Cannabis has reportedly provided users with relief from a variety of medical ailments including chronic pain, epilepsy, inflammation, and nausea resulting from chemotherapy. See, for example, Laura M. Borgelt et al., The Pharmacologic and Clinical Effects of Medical Cannabis, Pharmacotherapy (2013) 33(2):195-209; Penny F. Whiting et al. Cannabinoids for Medical Use: A Systematic Review and Meta-Analysis, JAMA (2015) 313(24):2456-2473, doi:10.1001/jama.2015.6358; Bjorn Jensen et al., Medical Marijuana and Chronic Pain: A Review of Basic Science and Clinical Evidence, Curr. Pain Headache Rep. (2015) 19:50, https://doi.org/10.1007/s11916-015-0524-x; and Guillermo Velasco et al., Towards the Use of Cannabinoids as Antitumour Agents, Nature Reviews Cancer 12 (2012) 436-444, doi:10.1038/nrc3247, which are hereby incorporated by reference.
To achieve such relief, users have often consumed liquid cannabis extracts as an alternative to smoking cannabis plant material. Current methods have been able to create cannabis extracts from raw cannabis plant material, and have produced concentrated amounts of biologically active compounds, i.e., cannabinoids, terpenes, terpenoids, and flavonoids, or more specifically, tetrahydrocannabinol (THC), cannabidiol (CBD), cannabinol (CBN), cannabichromene (CBG), tetrahydrocannabivarin (THCV), and others. For example, existing methods of extraction have produced cannabis extracts consisting of ninety percent (90%) or greater THC, whereas a cannabis plant from which the extract was derived has only consisted of fifteen percent (15%) or less THC. The resulting cannabis extracts have been more potent by volume than the raw botanical material from which they were derived, and thus users have reportedly experienced comparable effects, or even greater effects, though they have consumed far smaller volumes of cannabis extract than would have otherwise been required to achieve those effects.

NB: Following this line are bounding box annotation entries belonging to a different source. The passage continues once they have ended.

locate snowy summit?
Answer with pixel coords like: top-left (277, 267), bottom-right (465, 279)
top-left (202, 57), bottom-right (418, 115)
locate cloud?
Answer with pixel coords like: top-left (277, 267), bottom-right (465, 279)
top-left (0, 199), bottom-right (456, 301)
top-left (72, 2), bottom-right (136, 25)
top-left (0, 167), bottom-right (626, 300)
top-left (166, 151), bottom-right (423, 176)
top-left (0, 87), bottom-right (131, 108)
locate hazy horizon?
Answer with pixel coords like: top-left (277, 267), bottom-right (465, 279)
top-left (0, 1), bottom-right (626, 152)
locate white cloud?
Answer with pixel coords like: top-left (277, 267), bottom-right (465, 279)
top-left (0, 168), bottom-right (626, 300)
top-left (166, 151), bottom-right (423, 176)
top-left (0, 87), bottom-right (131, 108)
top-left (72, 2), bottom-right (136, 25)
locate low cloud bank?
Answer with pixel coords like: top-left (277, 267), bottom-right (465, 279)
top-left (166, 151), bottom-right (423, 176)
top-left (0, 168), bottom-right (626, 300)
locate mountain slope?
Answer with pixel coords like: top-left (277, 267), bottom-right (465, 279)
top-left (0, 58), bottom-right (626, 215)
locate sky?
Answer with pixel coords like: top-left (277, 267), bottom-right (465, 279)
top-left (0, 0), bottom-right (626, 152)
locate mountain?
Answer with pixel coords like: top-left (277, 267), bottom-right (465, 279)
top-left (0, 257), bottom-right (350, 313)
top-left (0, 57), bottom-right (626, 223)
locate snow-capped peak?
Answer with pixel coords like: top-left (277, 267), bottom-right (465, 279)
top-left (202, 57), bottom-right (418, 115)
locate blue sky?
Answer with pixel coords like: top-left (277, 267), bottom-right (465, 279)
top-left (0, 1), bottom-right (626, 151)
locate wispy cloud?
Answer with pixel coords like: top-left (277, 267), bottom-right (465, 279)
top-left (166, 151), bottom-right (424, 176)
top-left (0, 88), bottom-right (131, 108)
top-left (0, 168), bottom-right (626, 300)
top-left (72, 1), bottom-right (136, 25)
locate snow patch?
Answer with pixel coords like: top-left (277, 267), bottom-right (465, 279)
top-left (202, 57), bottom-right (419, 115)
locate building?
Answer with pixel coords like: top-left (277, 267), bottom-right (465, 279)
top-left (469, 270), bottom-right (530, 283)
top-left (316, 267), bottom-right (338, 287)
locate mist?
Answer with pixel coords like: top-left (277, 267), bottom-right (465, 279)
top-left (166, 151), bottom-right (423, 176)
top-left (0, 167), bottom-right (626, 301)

Prior art methods for preparing food grade cannabis extracts have involved using solvents such as supercritical—or subcritical—carbon dioxide (CO2), butane (C4H10), liquid propane (C3H8), and ethanol (C2H6O). These solvents have often been used to produce cannabis extracts with maximum potency, e.g., they have produced higher concentrations of THC, CBD, or other chemical compounds found in cannabis. However, the prior art methods by themselves have reportedly done little or nothing to reduce or eliminate an undesirable side effect of creating or exacerbating anxiety in a user. Increased anxiety has generally been considered to be an adverse reaction to elevated levels of THC, and this may especially have been a problem for users already having suffered from stress or anxiety. Although not all users have experienced increased anxiety as a result of having consumed cannabis, this undesirable effect has prevented many individuals suffering from medical ailments from being able to comfortably consume cannabis products, and has deterred individuals from consuming cannabis products altogether.

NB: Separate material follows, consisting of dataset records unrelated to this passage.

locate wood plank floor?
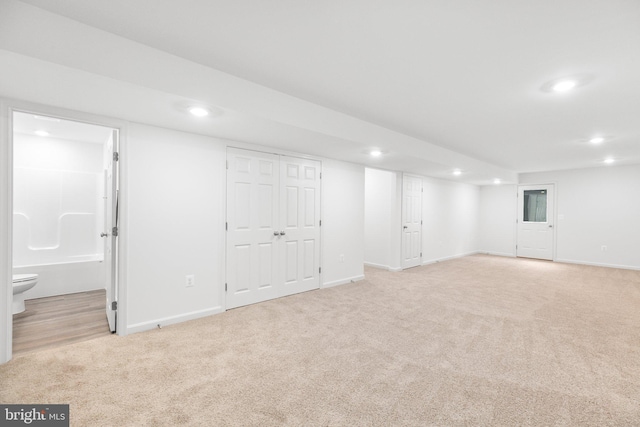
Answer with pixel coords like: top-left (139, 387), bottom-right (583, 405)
top-left (13, 290), bottom-right (111, 356)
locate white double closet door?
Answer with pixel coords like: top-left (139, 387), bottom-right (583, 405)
top-left (226, 148), bottom-right (321, 309)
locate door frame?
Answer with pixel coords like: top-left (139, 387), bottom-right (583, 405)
top-left (515, 182), bottom-right (558, 262)
top-left (400, 173), bottom-right (424, 270)
top-left (0, 98), bottom-right (128, 364)
top-left (223, 142), bottom-right (325, 311)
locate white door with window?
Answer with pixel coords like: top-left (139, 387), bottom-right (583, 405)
top-left (402, 175), bottom-right (422, 268)
top-left (227, 148), bottom-right (320, 308)
top-left (516, 184), bottom-right (554, 260)
top-left (101, 130), bottom-right (118, 332)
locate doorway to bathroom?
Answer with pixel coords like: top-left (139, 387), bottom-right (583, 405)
top-left (12, 111), bottom-right (119, 354)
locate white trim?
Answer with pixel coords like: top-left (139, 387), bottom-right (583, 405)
top-left (478, 251), bottom-right (516, 258)
top-left (320, 274), bottom-right (364, 289)
top-left (0, 98), bottom-right (128, 364)
top-left (364, 262), bottom-right (402, 271)
top-left (127, 305), bottom-right (224, 334)
top-left (422, 251), bottom-right (482, 265)
top-left (0, 99), bottom-right (13, 364)
top-left (555, 259), bottom-right (640, 270)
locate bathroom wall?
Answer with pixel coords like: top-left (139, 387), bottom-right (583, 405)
top-left (13, 133), bottom-right (104, 299)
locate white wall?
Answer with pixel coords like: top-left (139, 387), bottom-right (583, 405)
top-left (125, 124), bottom-right (226, 332)
top-left (479, 185), bottom-right (518, 256)
top-left (364, 168), bottom-right (402, 270)
top-left (13, 134), bottom-right (104, 266)
top-left (322, 159), bottom-right (364, 287)
top-left (126, 124), bottom-right (364, 332)
top-left (365, 169), bottom-right (480, 270)
top-left (520, 165), bottom-right (640, 269)
top-left (422, 178), bottom-right (480, 264)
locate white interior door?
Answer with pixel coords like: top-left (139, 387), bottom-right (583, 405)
top-left (227, 148), bottom-right (320, 309)
top-left (279, 156), bottom-right (320, 296)
top-left (516, 184), bottom-right (554, 260)
top-left (101, 130), bottom-right (118, 332)
top-left (402, 175), bottom-right (422, 268)
top-left (227, 148), bottom-right (280, 308)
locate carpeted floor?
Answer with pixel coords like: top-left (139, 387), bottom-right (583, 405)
top-left (0, 255), bottom-right (640, 427)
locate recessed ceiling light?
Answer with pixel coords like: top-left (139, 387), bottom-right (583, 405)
top-left (189, 107), bottom-right (209, 117)
top-left (33, 116), bottom-right (60, 123)
top-left (551, 80), bottom-right (578, 92)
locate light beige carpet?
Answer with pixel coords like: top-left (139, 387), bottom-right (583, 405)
top-left (0, 255), bottom-right (640, 426)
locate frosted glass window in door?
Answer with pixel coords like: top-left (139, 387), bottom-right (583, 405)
top-left (522, 190), bottom-right (547, 222)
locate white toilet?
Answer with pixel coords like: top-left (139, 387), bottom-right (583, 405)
top-left (13, 274), bottom-right (38, 314)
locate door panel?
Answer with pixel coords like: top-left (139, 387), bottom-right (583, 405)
top-left (516, 184), bottom-right (554, 260)
top-left (280, 156), bottom-right (320, 296)
top-left (402, 175), bottom-right (422, 268)
top-left (227, 148), bottom-right (279, 308)
top-left (103, 130), bottom-right (118, 332)
top-left (227, 148), bottom-right (320, 308)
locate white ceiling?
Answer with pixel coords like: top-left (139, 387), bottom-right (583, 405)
top-left (13, 111), bottom-right (112, 144)
top-left (0, 0), bottom-right (640, 182)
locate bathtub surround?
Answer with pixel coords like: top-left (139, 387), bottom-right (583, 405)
top-left (13, 129), bottom-right (105, 299)
top-left (0, 255), bottom-right (640, 427)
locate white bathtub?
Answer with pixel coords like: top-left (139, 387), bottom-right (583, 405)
top-left (13, 254), bottom-right (106, 299)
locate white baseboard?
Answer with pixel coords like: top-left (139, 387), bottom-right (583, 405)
top-left (422, 251), bottom-right (481, 265)
top-left (478, 251), bottom-right (516, 258)
top-left (555, 259), bottom-right (640, 270)
top-left (322, 274), bottom-right (364, 289)
top-left (127, 306), bottom-right (224, 334)
top-left (364, 262), bottom-right (402, 271)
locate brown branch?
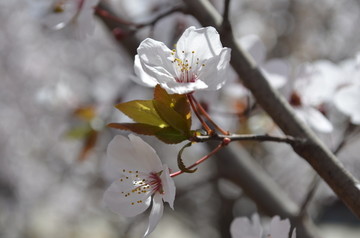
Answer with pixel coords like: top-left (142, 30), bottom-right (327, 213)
top-left (183, 0), bottom-right (360, 217)
top-left (215, 144), bottom-right (319, 238)
top-left (136, 5), bottom-right (187, 28)
top-left (192, 134), bottom-right (306, 145)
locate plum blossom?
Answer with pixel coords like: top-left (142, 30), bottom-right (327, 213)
top-left (134, 27), bottom-right (231, 94)
top-left (32, 0), bottom-right (100, 39)
top-left (104, 135), bottom-right (175, 237)
top-left (230, 214), bottom-right (296, 238)
top-left (289, 60), bottom-right (344, 133)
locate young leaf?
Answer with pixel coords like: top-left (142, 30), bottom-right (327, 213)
top-left (155, 127), bottom-right (188, 144)
top-left (115, 100), bottom-right (169, 128)
top-left (178, 142), bottom-right (197, 173)
top-left (154, 85), bottom-right (191, 128)
top-left (154, 100), bottom-right (190, 135)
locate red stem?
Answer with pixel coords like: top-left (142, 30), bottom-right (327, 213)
top-left (189, 95), bottom-right (230, 135)
top-left (186, 94), bottom-right (212, 135)
top-left (170, 140), bottom-right (229, 177)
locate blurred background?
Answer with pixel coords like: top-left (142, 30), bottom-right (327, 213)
top-left (0, 0), bottom-right (360, 238)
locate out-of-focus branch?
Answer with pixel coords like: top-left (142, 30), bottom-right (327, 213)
top-left (216, 144), bottom-right (318, 238)
top-left (183, 0), bottom-right (360, 217)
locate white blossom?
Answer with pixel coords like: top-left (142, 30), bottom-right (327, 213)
top-left (289, 60), bottom-right (343, 133)
top-left (230, 214), bottom-right (296, 238)
top-left (104, 135), bottom-right (175, 237)
top-left (238, 35), bottom-right (289, 89)
top-left (134, 27), bottom-right (231, 94)
top-left (333, 53), bottom-right (360, 125)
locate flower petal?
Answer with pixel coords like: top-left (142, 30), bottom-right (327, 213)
top-left (129, 134), bottom-right (162, 172)
top-left (137, 38), bottom-right (176, 86)
top-left (239, 35), bottom-right (266, 65)
top-left (133, 55), bottom-right (158, 87)
top-left (334, 85), bottom-right (360, 125)
top-left (260, 59), bottom-right (289, 89)
top-left (270, 216), bottom-right (290, 238)
top-left (105, 135), bottom-right (147, 177)
top-left (103, 179), bottom-right (151, 217)
top-left (230, 214), bottom-right (262, 238)
top-left (160, 165), bottom-right (176, 209)
top-left (198, 48), bottom-right (231, 90)
top-left (176, 26), bottom-right (223, 60)
top-left (160, 77), bottom-right (208, 94)
top-left (144, 193), bottom-right (164, 237)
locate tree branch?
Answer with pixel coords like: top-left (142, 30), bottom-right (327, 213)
top-left (183, 0), bottom-right (360, 217)
top-left (215, 144), bottom-right (319, 238)
top-left (193, 134), bottom-right (305, 145)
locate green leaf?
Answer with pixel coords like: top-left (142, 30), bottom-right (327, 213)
top-left (153, 85), bottom-right (191, 136)
top-left (65, 124), bottom-right (92, 140)
top-left (154, 100), bottom-right (190, 135)
top-left (155, 127), bottom-right (188, 144)
top-left (115, 100), bottom-right (169, 128)
top-left (177, 142), bottom-right (197, 173)
top-left (108, 123), bottom-right (162, 136)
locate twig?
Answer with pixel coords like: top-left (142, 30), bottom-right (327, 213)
top-left (170, 142), bottom-right (227, 177)
top-left (192, 134), bottom-right (306, 145)
top-left (136, 5), bottom-right (187, 29)
top-left (183, 0), bottom-right (360, 217)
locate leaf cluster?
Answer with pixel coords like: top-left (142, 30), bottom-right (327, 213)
top-left (108, 85), bottom-right (192, 144)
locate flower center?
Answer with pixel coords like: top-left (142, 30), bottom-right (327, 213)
top-left (171, 49), bottom-right (205, 83)
top-left (120, 169), bottom-right (164, 205)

Responsive to the limitations of the prior art, recent trends in the cannabis industry have included preparing cannabis extracts from cannabis strains that have been rich or dominant in CBD, and that have had little to no THC content. The benefit of having prepared extracts from CBD-rich or CBD-dominant strains is that CBD may have counteracted the anxiety effect caused by THC, and consequently may have provided users with relief from certain medical conditions without having created or having exacerbated anxiety. However, cannabis extracts having lower levels of THC may also have been less medically effective than their THC-rich counterparts. For example, scientists have noted that THC has been medically useful because it has had the greatest anti-cancer activity of all cannabis compounds. In either case—whether with cannabis extracts having higher levels of THC that may have induced or increased anxiety in a user, or with cannabis extracts that have had lower levels of THC that has rendered them less medically valuable—the outcome has been that a user may not have experienced optimal or desired results.
Accordingly, there has developed a need for cannabis extracts, and methods for their preparation, that would reduce or eliminate the anxiety effect on a user without requiring the extracts to have a lower THC content.